Increasingly Complex Care

“This trend is good news for women. Although these data don’t tell us exactly why more women are being treated at high-volume centers, gynecologic cancer care is becoming increasingly complex, and doctors may feel more comfortable referring patients to specialized high-volume centers that can better coordinate such care,” suggested lead author Jeff F. Lin, MD, Magee-Womens Hospital of University of Pittsburgh Medical Center.

“Studies have already shown that specialty care for some cancers improves the quality of care and survival. The relative rarity and diversity of gynecologic cancers suggest that they require complex management and would benefit from regionalization of care. In addition, the current environment of health-care reform encourages regionalization of cancer care into specialized centers. Based on this study and others, more efforts should be directed at helping patients with gynecologic cancers seek care at high-volume hospitals,” Dr. Lin said.

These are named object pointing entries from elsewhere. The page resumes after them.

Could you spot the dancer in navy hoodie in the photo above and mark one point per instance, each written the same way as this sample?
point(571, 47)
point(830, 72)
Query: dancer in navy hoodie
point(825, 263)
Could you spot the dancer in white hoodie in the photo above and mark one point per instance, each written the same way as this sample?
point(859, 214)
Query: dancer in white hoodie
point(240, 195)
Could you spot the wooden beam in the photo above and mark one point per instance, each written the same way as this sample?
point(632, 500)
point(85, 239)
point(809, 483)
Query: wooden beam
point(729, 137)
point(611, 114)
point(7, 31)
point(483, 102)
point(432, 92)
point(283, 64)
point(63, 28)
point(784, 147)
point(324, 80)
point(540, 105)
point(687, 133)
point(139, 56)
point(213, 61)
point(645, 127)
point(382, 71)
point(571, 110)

Potential reasons Dr. Lin cited for superior survival at high-volume centers include improved coordination of care, better access to clinical trials and/or cutting-edge therapy, and greater likelihood of being treated for cancers of female reproductive organs by gynecologic oncologists and allied specialists.

Study Details

The study was based on data from the National Cancer Database, which is maintained by the American College of Surgeons Commission on Cancer and the American Cancer Society. The study population included 863,156 patients with female reproductive cancers treated at 1,666 centers between January 1998 and December 2011. The centers were categorized according to quartiles representing the highest-volume centers that care for nearly 300 gynecologic cancer patients per year to the lowest-volume centers caring for fewer than 20 such patients annually.

For all gynecologic cancer patients, median overall survival was 122.7 months at the highest-volume hospitals and 110 months at the lowest-volume hospitals. “This difference represents 12.7 months,” Dr. Lin stated. “A difference in survival of 12-plus months can mean that a patient can see her newborn grandchild, travel the world, or make a difference in others’ lives—all of this resting on a decision made before she even walks into the hospital.”

The difference in favor of high-volume hospitals was even greater for rare cancers and those that require complex management. For ovarian cancer, median survival was 49.4 months at the highest-volume centers vs 32.5 months at the lowest-volume centers. For vaginal cancers, median overall survival was 72.2 vs 38.1 months, respectively—a difference of nearly 3 years favoring highest-volume centers.

The number of women treated for gynecologic cancers each year remained steady at the lowest-volume centers—about 18. However, a steady increase was observed in the number of women treated at high-volume centers, particularly among the hospitals that treated the most women. At the start of the study in 1998, the highest-volume hospital treated 188 patients per year; this number rose to 291 in 2011 at the end of the study.

Multivariable Analysis

According to a multivariable analysis performed to identify factors associated with treatment at high-volume centers, the highest-volume centers were more likely to be more than 5 miles away from where patients lived, more likely to treat insured patients, and more likely to treat traditionally underserved populations. Elderly patients (ie, over age 71), with higher-stage cancer and more medical issues, were significantly more likely to be treated at the lowest-quartile centers.

Dr. Lin noted that this study did not address what specific components of care at high-volume centers might confer a survival advantage, whether certain best practices can be adapted in lower-volume centers, and whether regionalization of care improves efficiency and care delivery. He looks forward to studies that address these questions. ■

Disclosure: Dr. Lin reported no potential conflicts of interest.

Reference

1. Lin JF, Alexander AL, Beriwal S, et al: Characteristics of high-volume gynecologic cancer centers—framework toward centers of excellence: A National Cancer Data Base (NCDB) study. SGO Annual Meeting on Women’s Cancer. Abstract 89. Presented March 24, 2014.